I have an embarrassing confession to make: It happened to me. That is, I regularly read xoJane.com.
I’ve tried begrudgingly, in the past, to read many, many sites for women and I just can’t get into them. I’m a feminist. I support other women in their work and I want to be a person who champions my fellow females. But I can never find anything interesting to read on that group of sites. Either I’m not angry enough, or twee enough, or cool enough, or I’m not into the “right” things. I’ve never felt spoken to by any site that purports to be “for women.” Which is fine. Really. I sort of reject that divisive idea that blogs have to be for specific genders with everyone from that gender NEEDING to read those blogs otherwise they have to hand over their lady card.
When xoJane came on the scene, I’d given up “women’s blogs” for blogs about specific interests like science or Doctor Who. I was mainly like, “Oh great. Another site where every time I read it I wonder if I’m doing ‘being a woman’ wrong despite you know, being a woman all day err day.”
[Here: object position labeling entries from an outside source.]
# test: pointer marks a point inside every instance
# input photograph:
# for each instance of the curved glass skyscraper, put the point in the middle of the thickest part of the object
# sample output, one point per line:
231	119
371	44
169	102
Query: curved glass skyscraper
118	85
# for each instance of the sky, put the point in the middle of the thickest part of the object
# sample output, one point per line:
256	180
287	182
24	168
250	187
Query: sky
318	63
But no. Far from telling you what is right or wrong, xoJane is just like, “LOL WHATEVER. DO YOU.” It’s a delightful carousel of unapologetic crazy (and I mean that in the best way) and the minutia of everyday living is both picked apart and celebrated. I think the part that K-holes me the most is the comments section wherein people just freely share all the information from their daily lives and compliment each other and chat about political issues and whatever. Each comment is like an individual Lifetime movie. You just wanna get popcorn and chill out there.
Why am I shamefully kind of hooked on xoJane? It’s everything I should hate in a site for women, and often I’m second-hand embarrassed by it’s unflinching, navel-gazing content. (Disclosure: I’ve written one article for them and then I could never come up with anything that seemed dramatic or interesting enough again.)
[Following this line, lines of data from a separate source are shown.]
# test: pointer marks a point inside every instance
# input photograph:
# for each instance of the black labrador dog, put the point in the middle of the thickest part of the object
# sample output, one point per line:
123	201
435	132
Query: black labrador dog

The sensational headlines annoy me. A friend and I would jokingly come up with fake xoJane headlines like, “Top 5 Moisturizers for People Who’ve Been Molested” or “It Happened To Me: My Boyfriend Lied About Being A Ghost!” The content is really great, informative, eye-opening hits and really big lazy, self-involved misses. (Though no site can ever be perfect.) The whole place just seems like a sticky, no-holds-barred indulgence in womanhood in a way that I am both unfamiliar with and somewhat uncomfortable with.
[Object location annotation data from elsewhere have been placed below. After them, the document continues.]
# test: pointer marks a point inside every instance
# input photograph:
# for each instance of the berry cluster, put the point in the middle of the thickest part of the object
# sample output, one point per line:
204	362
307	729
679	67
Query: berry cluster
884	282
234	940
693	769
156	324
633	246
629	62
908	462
And then I look both ways, hunch over my keyboard, type in “xoJane.com” and read EVERYTHING.
And look, I get it. A female editor at Thought Catalog reads xoJane. HA. Well, congratulations, superior being who is also reading blogs on the internet, but it’s not for the reason you’d smugly think. Most of the time, instead of relating, which I think is xoJane’s intention, I’m doing the opposite. I’m voraciously consuming the thoughts and lives of people who are so unlike me and I am fascinated by their gall, their brutal honesty and their sheer uncultivated sincerity and lack of self-awareness.
Women: we have it all together, and we definitely don’t. Just like most people. And XoJane doesn’t represent women or “portray” women because I am a woman and I would never write like that, but it has something unflinching, a peephole to the unpretty.
So what is my secret xoJane reading providing me that I’m clearly craving in my real life? Female drama, sure, but also female support and female honesty. I don’t really have a good group of female friends and reading xoJane is what I imagine it’d be like if I did and we all hung out and talked to each other without shame — abortions, IUDs, our mothers, make up, dating, career woes, sexual assault — and without a veneer of intellectualism or self-righteousness.
The writers there admit to racism. They admit to bad parenting. They admit to selfishness. They admit to being vain and mentally ill and to worrying about nothing and to kinky sex lives and to BEING PEOPLE. And why not? Writing was never about being a good person. If it was, all of classic literature would cease to exist.
I have a bunch of bizarre mixed feelings about this confession though. If you asked me if xoJane was a “good” blog, I might say “no.” But I read it almost every day in a way I never have with other women’s sites. It’s like a powerful car crash that, through it’s refusal to censor, or even, let’s face it, to think sometimes, exists as the most real portrayal of — maybe not even women — but people.